Je fais partie de la minorité de gens auxquels Beigbeder a toujours inspiré une certaine sympathie. Question de génération, sans doute, puisque j'ai découvert ses bouquins, ses articles, ses prestations télévisuelles à un âge où son ton décalé et son personnage ambigu, cynique et fleur bleue à la fois, me parlaient car ils étaient bien représentatifs de notre époque.
Par la suite, j'ai apprécié l'adaptation ciné de "99 francs" par Jan Kounen, gentiment subversive et parodique, et j'ai même trouvé du charme à "L'amour dure trois ans", autre transposition d'un roman de l'auteur et premier passage de Beigbeder derrière la caméra.
C'est dire si j'abordais "L'idéal" sans a priori négatif, en dépit des retours assez calamiteux lors de la sortie en salle de cette nouvelle adaptation (du roman "Au secours pardon"). Mais cette fois-ci, je n'ai hélas pas adhéré à cette satire outrancière et boursouflée du milieu de la mode, et du capitalisme sauvage en général.
C'est comme si les défauts habituels du style Beigbeder avaient enflé au point de prendre toute la place. Déjà, les personnages apparaissent terriblement caricaturaux, affaiblissant ainsi la vraisemblance et la portée de la charge.
D'autre part, la trajectoire symbolique du héros, avec sa rédemption finale obligatoire, s'avère redondante et prévisible, d'autant que cette réhabilitation apparaît mielleuse et maladroite.
Sans doute également est-ce moi qui ait vieilli dans l'intervalle, mais j'ai souvent eu cette impression désagréable de redite, de déjà-vu. Plusieurs séquences évoqueront d'ailleurs directement "99 francs" (le conseil d'administration de crise, le trip sous stupéfiants...), "L'idéal" flirtant en permanence avec l'autocitation satisfaite.
Certes, ces références constantes correspondent aux obsessions de l'auteur, et constituent sa marque de fabrique.
Par moment, on retrouve d'ailleurs la verve et le sens de la dérision de l'écrivain-publicitaire, qui nous gratifie de quelques trouvailles visuelles et de plusieurs saillies verbales amusantes, mais leur impact se retrouve noyé dans la caricature, les outrances et la faiblesse du scénario.

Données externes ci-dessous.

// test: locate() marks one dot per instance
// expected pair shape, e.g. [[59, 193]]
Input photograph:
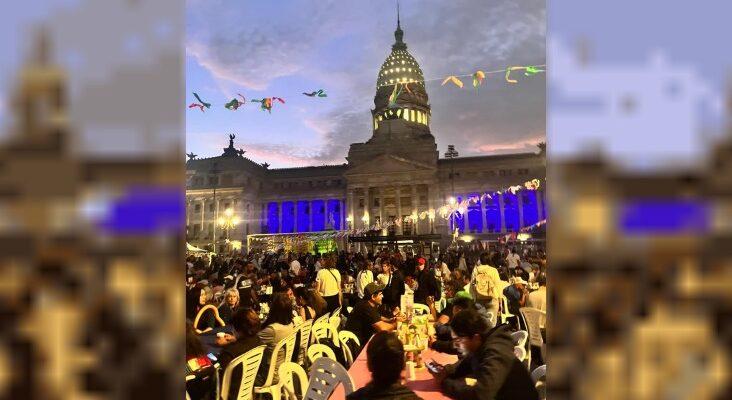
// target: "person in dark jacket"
[[246, 323], [385, 360], [426, 284], [488, 358]]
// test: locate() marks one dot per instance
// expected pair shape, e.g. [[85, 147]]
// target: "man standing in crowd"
[[426, 284], [365, 318], [484, 287], [488, 360]]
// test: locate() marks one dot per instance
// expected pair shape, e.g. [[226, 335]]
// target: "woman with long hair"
[[305, 311], [230, 305], [328, 283], [195, 301]]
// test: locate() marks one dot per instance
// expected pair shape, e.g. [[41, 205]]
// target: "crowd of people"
[[263, 297]]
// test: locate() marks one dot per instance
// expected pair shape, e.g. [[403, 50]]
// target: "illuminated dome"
[[402, 70]]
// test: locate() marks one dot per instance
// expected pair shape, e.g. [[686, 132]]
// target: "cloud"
[[338, 48]]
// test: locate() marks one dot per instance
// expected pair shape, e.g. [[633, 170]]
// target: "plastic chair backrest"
[[324, 330], [519, 352], [424, 310], [282, 352], [323, 318], [538, 373], [519, 338], [288, 372], [325, 376], [200, 314], [304, 329], [316, 351], [531, 315], [345, 337], [335, 322], [249, 362]]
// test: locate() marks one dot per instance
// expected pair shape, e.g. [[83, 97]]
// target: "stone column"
[[367, 206], [539, 205], [503, 215], [520, 201], [294, 215], [381, 207], [265, 216], [311, 204], [430, 206], [351, 208], [203, 216], [483, 213], [399, 208], [415, 209]]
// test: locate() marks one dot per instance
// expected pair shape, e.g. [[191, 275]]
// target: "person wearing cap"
[[365, 319], [516, 293], [426, 284]]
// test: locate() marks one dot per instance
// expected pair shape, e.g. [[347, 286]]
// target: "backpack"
[[483, 283]]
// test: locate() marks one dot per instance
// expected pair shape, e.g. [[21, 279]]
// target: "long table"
[[423, 384]]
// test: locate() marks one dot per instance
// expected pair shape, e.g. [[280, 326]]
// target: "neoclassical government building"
[[396, 174]]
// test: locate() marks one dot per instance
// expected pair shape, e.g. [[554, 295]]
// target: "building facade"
[[396, 175]]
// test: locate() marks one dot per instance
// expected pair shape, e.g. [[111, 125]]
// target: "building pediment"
[[388, 164]]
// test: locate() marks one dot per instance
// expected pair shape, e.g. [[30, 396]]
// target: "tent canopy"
[[194, 249]]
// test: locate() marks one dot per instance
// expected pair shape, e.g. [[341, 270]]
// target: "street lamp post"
[[215, 172], [452, 154], [228, 222]]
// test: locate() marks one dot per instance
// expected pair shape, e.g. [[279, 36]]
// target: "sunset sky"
[[283, 48]]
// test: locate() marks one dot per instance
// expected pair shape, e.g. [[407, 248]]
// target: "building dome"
[[401, 69]]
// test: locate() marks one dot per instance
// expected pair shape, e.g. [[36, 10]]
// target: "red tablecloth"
[[423, 385]]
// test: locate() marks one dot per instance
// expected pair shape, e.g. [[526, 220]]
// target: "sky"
[[283, 48], [124, 60], [662, 56]]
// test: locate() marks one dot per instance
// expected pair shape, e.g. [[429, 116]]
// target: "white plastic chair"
[[304, 330], [519, 338], [505, 314], [325, 376], [249, 363], [532, 317], [288, 373], [538, 373], [423, 309], [323, 318], [325, 330], [286, 346], [316, 351], [519, 352], [335, 322], [345, 337], [536, 376]]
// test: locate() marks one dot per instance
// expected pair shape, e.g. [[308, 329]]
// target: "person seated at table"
[[426, 283], [537, 299], [365, 318], [246, 329], [493, 371], [304, 310], [195, 301], [442, 341], [230, 305], [278, 325], [385, 360]]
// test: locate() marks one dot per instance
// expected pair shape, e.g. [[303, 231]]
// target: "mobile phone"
[[432, 366]]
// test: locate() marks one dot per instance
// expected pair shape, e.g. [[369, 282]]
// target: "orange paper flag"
[[453, 79]]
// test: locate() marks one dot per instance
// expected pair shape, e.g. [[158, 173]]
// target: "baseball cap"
[[372, 289]]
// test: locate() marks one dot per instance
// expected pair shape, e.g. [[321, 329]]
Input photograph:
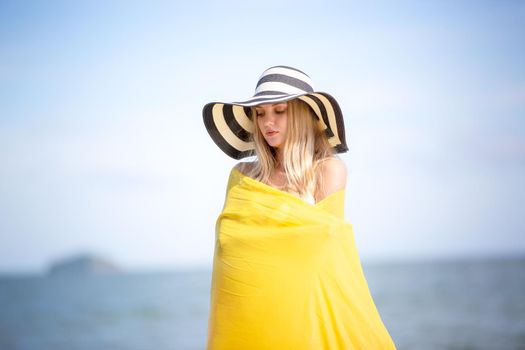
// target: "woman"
[[286, 271]]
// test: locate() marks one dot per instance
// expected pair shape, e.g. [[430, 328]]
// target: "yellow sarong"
[[287, 275]]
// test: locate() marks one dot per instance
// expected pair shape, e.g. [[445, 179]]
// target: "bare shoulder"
[[334, 173]]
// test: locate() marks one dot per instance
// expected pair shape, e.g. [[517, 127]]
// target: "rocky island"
[[82, 264]]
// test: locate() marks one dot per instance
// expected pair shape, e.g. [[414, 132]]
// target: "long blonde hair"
[[306, 145]]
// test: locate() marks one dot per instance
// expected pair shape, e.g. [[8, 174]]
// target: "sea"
[[456, 304]]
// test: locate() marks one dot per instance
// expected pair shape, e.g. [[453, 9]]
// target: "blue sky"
[[103, 147]]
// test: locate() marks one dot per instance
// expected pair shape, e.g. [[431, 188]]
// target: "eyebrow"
[[278, 103]]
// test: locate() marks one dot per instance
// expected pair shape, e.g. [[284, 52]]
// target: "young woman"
[[286, 271]]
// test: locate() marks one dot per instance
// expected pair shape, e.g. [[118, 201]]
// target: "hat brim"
[[230, 125]]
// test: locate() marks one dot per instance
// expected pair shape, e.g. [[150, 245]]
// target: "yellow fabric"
[[287, 275]]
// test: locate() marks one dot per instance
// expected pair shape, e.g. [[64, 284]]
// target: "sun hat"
[[230, 124]]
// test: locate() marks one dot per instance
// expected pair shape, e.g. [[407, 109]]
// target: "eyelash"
[[278, 112]]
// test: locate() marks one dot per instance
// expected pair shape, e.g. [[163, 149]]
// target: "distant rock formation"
[[82, 264]]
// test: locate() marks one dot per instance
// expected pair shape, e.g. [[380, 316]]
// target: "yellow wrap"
[[287, 275]]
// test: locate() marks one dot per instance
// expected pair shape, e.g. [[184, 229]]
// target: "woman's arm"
[[334, 175]]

Une poignée de bonnes idées (le personnage de l'égérie, les allusions au passé de la famille Bettencourt, l'irruption des Femen...) et un regard subversif sur le monde ne suffisent évidemment pas à faire un bon film.
A l'arrivée, "L'idéal" se laisse donc regarder d'un œil distrait, mais ne parvient que trop rarement à susciter le rire ou une quelconque empathie pour ses protagonistes.